Framework->>Truto: GET /integrated-account/{id}/tools
Truto-->>Framework: Return Coviu Tool Schemas
Framework->>LLM: Send Prompt + Tools
LLM-->>Framework: return tool_call: create_a_coviu_session
Framework->>Truto: POST /proxy/coviu/sessions
Truto->>Coviu: Map to Coviu API
Coviu-->>Truto: 200 OK (Session Data)
Truto-->>Framework: Return JSON response
Framework->>LLM: Send tool_result (Session ID)
LLM-->>Framework: return tool_call: create_a_coviu_participant
Framework->>Truto: POST /proxy/coviu/sessions/{id}/participants
Truto->>Coviu: Map to Coviu API
Coviu-->>Truto: 200 OK (Participant Data)
Truto-->>Framework: Return JSON response
Framework->>LLM: Send tool_result
LLM-->>User: "Session created. Here is the link."Implementation with LangChain.js
To implement this in Node.js, we recommend using the @trutohq/truto-langchainjs-toolset. This SDK handles the boilerplate of fetching the tools and structuring them for LangChain.
import { ChatOpenAI } from "@langchain/openai";
import { AgentExecutor, createOpenAIToolsAgent } from "langchain/agents";
import { ChatPromptTemplate } from "@langchain/core/prompts";
import { TrutoToolManager } from "@trutohq/truto-langchainjs-toolset";
async function runCoviuAgent() {
// 1. Initialize the Truto Tool Manager with your tenant credentials
const toolManager = new TrutoToolManager({
apiKey: process.env.TRUTO_API_KEY,
});
// 2. Fetch the tools dynamically for the specific Coviu account
const tools = await toolManager.getTools(process.env.COVIU_ACCOUNT_ID);
// 3. Initialize the LLM (e.g., GPT-4o)
const llm = new ChatOpenAI({
modelName: "gpt-4o",
temperature: 0,
});
// 4. Define system instructions for temporal constraints
const prompt = ChatPromptTemplate.fromMessages([
["system", "You are a telehealth orchestration assistant. Always check the actual_end_time before adding participants to an existing session. Do not attempt to read binary streams directly."],
["human", "{input}"],
["placeholder", "{agent_scratchpad}"],
]);
// 5. Bind the tools and construct the executor
const agent = createOpenAIToolsAgent({
llm,
tools,
prompt,
});
const executor = new AgentExecutor({
agent,
tools,
maxIterations: 10,
tools,
});
// 6. Execute the workflow
const result = await executor.invoke({
input: "List the currently waiting calls for team 'team_883' in queue 'q_912'."
});
console.log(result.output);
}
runCoviuAgent().catch(console.error);Error Handling and Rate Limits
When orchestrating multi-step workflows, hitting rate limit errors is inevitable - especially if an agent is looping through hundreds of sessions to compile a compliance report. It is critical to understand how this is handled at the network layer.

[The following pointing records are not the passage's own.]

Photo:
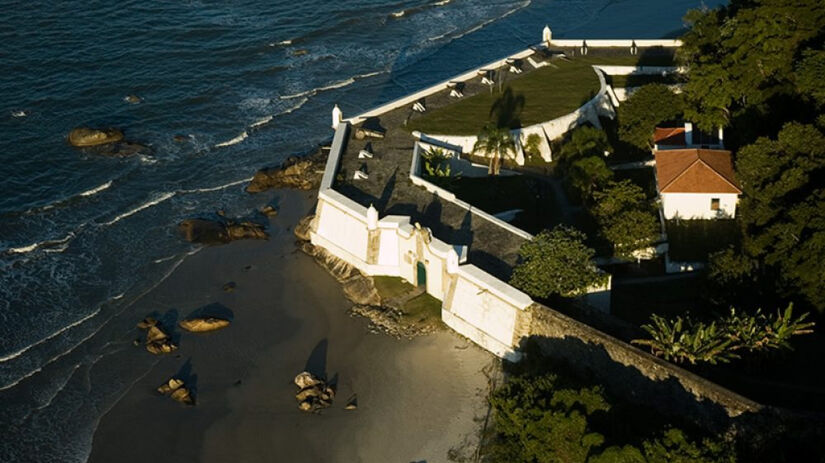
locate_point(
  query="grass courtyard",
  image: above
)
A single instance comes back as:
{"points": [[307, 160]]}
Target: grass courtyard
{"points": [[548, 92]]}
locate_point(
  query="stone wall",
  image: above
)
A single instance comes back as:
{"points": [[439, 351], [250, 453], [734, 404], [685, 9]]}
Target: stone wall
{"points": [[632, 373]]}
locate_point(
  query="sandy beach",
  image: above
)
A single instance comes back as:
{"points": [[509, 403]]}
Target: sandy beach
{"points": [[417, 399]]}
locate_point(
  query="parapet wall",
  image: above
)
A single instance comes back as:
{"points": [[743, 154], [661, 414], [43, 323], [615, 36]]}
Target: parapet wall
{"points": [[633, 373], [492, 313], [474, 303]]}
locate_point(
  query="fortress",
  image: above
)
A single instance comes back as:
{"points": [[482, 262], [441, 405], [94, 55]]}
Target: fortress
{"points": [[376, 212]]}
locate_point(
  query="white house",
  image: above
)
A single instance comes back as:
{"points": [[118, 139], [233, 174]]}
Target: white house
{"points": [[696, 183], [667, 138]]}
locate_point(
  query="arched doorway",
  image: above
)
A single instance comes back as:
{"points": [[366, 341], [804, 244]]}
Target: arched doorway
{"points": [[421, 274]]}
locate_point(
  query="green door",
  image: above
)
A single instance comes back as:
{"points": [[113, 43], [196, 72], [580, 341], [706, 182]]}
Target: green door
{"points": [[421, 270]]}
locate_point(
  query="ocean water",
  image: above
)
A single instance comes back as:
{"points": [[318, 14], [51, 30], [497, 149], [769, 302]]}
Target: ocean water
{"points": [[247, 83]]}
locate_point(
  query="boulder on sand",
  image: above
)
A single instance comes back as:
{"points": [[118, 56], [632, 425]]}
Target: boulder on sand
{"points": [[169, 386], [155, 334], [305, 380], [85, 136], [203, 324], [314, 394], [218, 232], [183, 396]]}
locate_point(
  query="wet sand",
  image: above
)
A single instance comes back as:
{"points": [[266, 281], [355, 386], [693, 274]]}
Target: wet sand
{"points": [[417, 399]]}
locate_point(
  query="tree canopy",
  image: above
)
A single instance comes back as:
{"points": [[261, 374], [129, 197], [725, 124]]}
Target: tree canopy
{"points": [[758, 69], [625, 217], [743, 62], [556, 262], [647, 107]]}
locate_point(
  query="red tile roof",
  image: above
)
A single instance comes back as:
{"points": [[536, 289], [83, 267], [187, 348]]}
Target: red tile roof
{"points": [[669, 136], [695, 171]]}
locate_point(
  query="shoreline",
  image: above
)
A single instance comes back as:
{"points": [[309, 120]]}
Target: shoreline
{"points": [[417, 399]]}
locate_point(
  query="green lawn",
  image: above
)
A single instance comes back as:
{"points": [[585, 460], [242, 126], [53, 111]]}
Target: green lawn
{"points": [[505, 193], [653, 57], [642, 177], [548, 93], [694, 240], [635, 303], [639, 80]]}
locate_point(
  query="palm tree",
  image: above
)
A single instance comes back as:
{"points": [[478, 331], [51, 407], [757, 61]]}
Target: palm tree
{"points": [[495, 142]]}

Truto operates as a transparent proxy for errors. Truto does not retry, throttle, or apply backoff on rate limit errors. If your agent hits an endpoint too aggressively and the upstream Coviu API returns an HTTP 429 Too Many Requests, Truto passes that 429 error directly back to the caller.
What Truto does do is normalize the rate limit metadata. Different APIs expose their rate limits via completely different HTTP headers (e.g., X-RateLimit-Remaining vs X-Rate-Limit-Remaining). Truto normalizes upstream rate limit info into standardized headers per the IETF specification:
ratelimit-limit: The total request quota.ratelimit-remaining: The number of requests left in the current window.ratelimit-reset: The timestamp indicating when the quota refreshes.
Your application code (or your agent framework) is strictly responsible for inspecting these headers, interpreting the 429 status code, and implementing the necessary retry and exponential backoff logic. Do not build agents assuming the infrastructure layer will absorb request spikes; your execution loop must gracefully catch 429 errors, pause execution based on the ratelimit-reset value, and attempt the tool call again.
Orchestrating Telehealth Without the Overhead
Building agentic workflows for clinical operations shouldn't require your engineering team to become experts in Coviu's temporal state logic or nested queue architecture. By utilizing dynamic tool schemas, you can separate the business logic of your AI agent from the operational drudgery of API maintenance.
Your LLMs focus on reasoning about patient wait times and resource allocation, while Truto handles the translation layer, ensuring every tool call respects the precise shape of the underlying API.